Internet connected home devices, cars and toys are the next big thing as far as tech sector is concerned. However, the increasing popularity of internet connected toys has sparked fresh concerns regarding the privacy of ordinary citizens. Security experts have warned that “Smart Toys” can be misused by the intelligence agencies as well as criminals to extract intimate details of civilians. And since the toys themselves are designed for kids, the safety and personal information of the kids is at stake here.

Let’s start our discussion with Mattel’s Hello Barbie which is one of the hottest toys around. Hello Barbie is basically a Wi-Fi enabled doll which promises to be a real friend to young girls. The doll uses voice-recognition technology to listen to users and even gives personalized replies to them. More worryingly, the toy sends questions asked by children to Mattel’s servers for further analysis. Security experts have warned that the personal data collected by Hello Barbie can be used by the spy agencies to eavesdrop on individuals. Not only that, the data can also be used by cyber criminals to create profiles of individuals, including small children. The data collected can then be used for hacking attacks and criminal activities.

The privacy concerns related to internet connected toys were exacerbated in the month of November when VTech’s Kid Connect database was hacked. The hack not only exposed personal details of millions of users but even leaked photos and voice recordings of kids captured via VTech’s toys. The Kid Connect service is akin to a messaging service which lets kids send and receive text and voice messages, photos and drawings, stickers and even allows them to chat in groups and maintain contact lists. The security breach not only leaked names and home addresses of children, it even allowed strangers to chat with kids.

Meanwhile in UK, civil liberty groups and opposition parties are worried that the proposed Investigatory Powers Bill would allow intelligence agencies to hack into any internet connected device (including internet connected toys) to spy on British citizens.
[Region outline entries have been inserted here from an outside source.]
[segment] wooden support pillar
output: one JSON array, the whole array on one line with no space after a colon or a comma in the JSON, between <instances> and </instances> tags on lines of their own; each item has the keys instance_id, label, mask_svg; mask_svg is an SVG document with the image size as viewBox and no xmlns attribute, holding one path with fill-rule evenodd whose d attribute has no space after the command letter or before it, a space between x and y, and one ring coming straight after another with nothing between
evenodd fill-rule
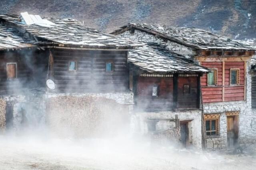
<instances>
[{"instance_id":1,"label":"wooden support pillar","mask_svg":"<svg viewBox=\"0 0 256 170\"><path fill-rule=\"evenodd\" d=\"M175 73L173 75L173 109L175 110L178 107L178 81L179 75Z\"/></svg>"},{"instance_id":2,"label":"wooden support pillar","mask_svg":"<svg viewBox=\"0 0 256 170\"><path fill-rule=\"evenodd\" d=\"M246 73L247 72L246 61L244 61L244 100L246 101Z\"/></svg>"},{"instance_id":3,"label":"wooden support pillar","mask_svg":"<svg viewBox=\"0 0 256 170\"><path fill-rule=\"evenodd\" d=\"M200 101L202 101L202 99L201 99L201 77L203 75L202 73L198 74L197 77L197 108L200 108Z\"/></svg>"},{"instance_id":4,"label":"wooden support pillar","mask_svg":"<svg viewBox=\"0 0 256 170\"><path fill-rule=\"evenodd\" d=\"M139 80L139 75L136 72L133 71L132 74L132 92L134 94L134 101L135 105L137 103L138 94L138 81Z\"/></svg>"},{"instance_id":5,"label":"wooden support pillar","mask_svg":"<svg viewBox=\"0 0 256 170\"><path fill-rule=\"evenodd\" d=\"M218 74L218 73L217 73ZM217 84L218 85L218 80ZM225 101L225 61L222 61L222 101Z\"/></svg>"}]
</instances>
If the bill passes in the current form, ISPs would be legally bound to assist intelligence agencies into hacking internet connected devices. This is indeed a worrying development since it seriously undermines the privacy of civilians as well as minor children.

If you are planning to buy an internet connected toy for your child, consider the privacy challenges associated with it. Toys with in-built camera and microphone can capture every word you say, take photos of your home and even transmit that information to the web. As we have seen repeatedly in the recent months, even the most secure databases can be hacked by the criminals and the personal information of millions of users can thus be compromised. Before you buy an internet connected toy, do some research on what kind of information it captures and what it does with the information. There is no point in buying a toy which can compromise your personal information in the near future.